The campaign didn’t follow traditional party lines because both candidates are Democrats in this Democratic-leaning region. Both cross-filed in the May primary.
Kokura, who secured the coveted Democratic nomination, was a relative political unknown before the May primary. Mecadon, who won on the GOP ticket, got a late start in the campaign because the state was delayed in realigning the district’s boundaries.
“The most difficult part was keeping up your energy,” Kokura said. “Making sure you get out there every single day, meeting people, making calls, going door to door. It all comes down to hard work. I worked every single day since Jan. 9.”
Kokura’s campaign got a last-minute boost with the endorsement of retired state Rep. Tom Tigue.
Both candidates loaned their campaigns in excess of $80,000 each. The six-year term pays $86,639 a year.
The seat covers Pittston City, the boroughs of Avoca, Dupont, Duryea, Hughestown and Yatesville and Jenkins and Pittston townships. Kokura won each precinct in the district except Mecadon’s hometown of Jenkins Township and one of two precincts in Pittston Township.

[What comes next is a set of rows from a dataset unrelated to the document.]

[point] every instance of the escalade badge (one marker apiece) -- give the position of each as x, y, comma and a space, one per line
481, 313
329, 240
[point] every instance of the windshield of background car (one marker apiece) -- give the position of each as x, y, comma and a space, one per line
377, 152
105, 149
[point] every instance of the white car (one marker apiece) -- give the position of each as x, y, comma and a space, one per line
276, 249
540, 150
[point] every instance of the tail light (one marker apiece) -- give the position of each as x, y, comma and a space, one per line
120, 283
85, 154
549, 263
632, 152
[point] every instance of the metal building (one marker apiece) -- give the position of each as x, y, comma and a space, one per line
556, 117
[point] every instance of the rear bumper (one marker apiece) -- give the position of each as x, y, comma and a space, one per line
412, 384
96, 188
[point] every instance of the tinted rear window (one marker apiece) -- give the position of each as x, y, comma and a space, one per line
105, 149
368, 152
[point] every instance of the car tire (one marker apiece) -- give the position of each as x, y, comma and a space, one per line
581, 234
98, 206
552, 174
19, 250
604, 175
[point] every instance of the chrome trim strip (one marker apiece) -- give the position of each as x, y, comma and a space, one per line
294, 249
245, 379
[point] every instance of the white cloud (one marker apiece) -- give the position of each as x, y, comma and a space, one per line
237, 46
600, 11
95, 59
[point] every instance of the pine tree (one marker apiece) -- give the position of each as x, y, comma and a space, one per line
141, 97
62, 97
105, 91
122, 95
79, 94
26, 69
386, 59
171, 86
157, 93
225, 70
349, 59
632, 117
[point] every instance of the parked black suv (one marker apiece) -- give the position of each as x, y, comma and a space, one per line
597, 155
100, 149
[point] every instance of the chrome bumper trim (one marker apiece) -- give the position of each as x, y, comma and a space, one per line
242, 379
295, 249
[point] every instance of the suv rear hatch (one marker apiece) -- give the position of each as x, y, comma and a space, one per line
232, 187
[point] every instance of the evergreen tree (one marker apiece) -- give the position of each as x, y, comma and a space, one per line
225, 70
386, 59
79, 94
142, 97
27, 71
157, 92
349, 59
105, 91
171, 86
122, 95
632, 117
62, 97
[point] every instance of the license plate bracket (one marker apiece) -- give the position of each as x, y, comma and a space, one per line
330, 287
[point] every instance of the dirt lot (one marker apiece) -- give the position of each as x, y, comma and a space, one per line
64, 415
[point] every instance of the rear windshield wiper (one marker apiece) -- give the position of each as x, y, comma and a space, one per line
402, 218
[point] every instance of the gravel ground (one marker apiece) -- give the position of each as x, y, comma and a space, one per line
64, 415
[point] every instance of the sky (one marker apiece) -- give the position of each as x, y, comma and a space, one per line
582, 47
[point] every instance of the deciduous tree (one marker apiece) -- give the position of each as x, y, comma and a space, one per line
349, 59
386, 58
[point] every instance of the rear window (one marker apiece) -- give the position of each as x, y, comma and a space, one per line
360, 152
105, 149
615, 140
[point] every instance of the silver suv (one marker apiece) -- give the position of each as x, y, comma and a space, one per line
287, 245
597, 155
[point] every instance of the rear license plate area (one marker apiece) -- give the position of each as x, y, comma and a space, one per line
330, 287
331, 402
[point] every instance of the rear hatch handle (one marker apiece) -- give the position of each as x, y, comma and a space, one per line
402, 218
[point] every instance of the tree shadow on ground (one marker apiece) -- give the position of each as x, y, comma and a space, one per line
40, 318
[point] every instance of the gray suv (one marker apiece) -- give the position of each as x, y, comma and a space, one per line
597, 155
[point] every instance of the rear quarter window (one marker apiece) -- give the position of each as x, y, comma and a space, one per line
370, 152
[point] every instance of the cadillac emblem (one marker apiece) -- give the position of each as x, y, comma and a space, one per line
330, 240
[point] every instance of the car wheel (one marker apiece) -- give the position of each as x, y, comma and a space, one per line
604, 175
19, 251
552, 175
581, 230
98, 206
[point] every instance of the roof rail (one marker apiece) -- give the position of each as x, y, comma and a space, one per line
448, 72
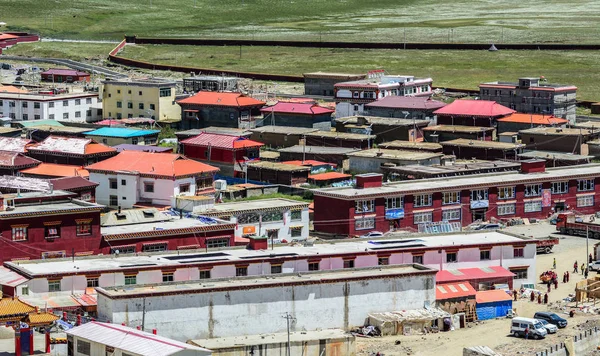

The seat is currently occupied on an interim basis by Senior District Judge Andrew Barilla Jr., formerly the longtime district judge in Swoyersville. He was appointed to the seat after Pierantoni became a county judge in 2012 and is paid on a per-diem basis.
Kokura is a special court master in Family Court of the Lackawanna County Court of Common Pleas. She received a law degree in 2009 from Widner University’s School of Law in Wilmington, Del. In the wake of the Luzerne County corruption scandal, she volunteered to work on the Youth Aid Panel Program through the Luzerne County District Attorney’s Office. She is married to Nick Kravitz, an attorney.
Kokura’s next step: “I’d like to get a good night’s sleep, but I’ll be ready in about a day.”
She said she hopes to meet with Barilla and “learn what I can. The best experience is getting in there and seeing what it’s all about.”
Mecadon, 48, is a private practice lawyer and an assistant public defender for Luzerne County.
He said he called Kokura Tuesday night to wish her well from his party at Tony’s Wine Cellar in Jenkins Township.
“It was a tough race,” he said. “I had my work cut out for me. I was the Republican nominee but I’m a Democrat.”
He said Kokura ran a good campaign. “She worked hard and she had strong support. She was a strong candidate and I wish her well.”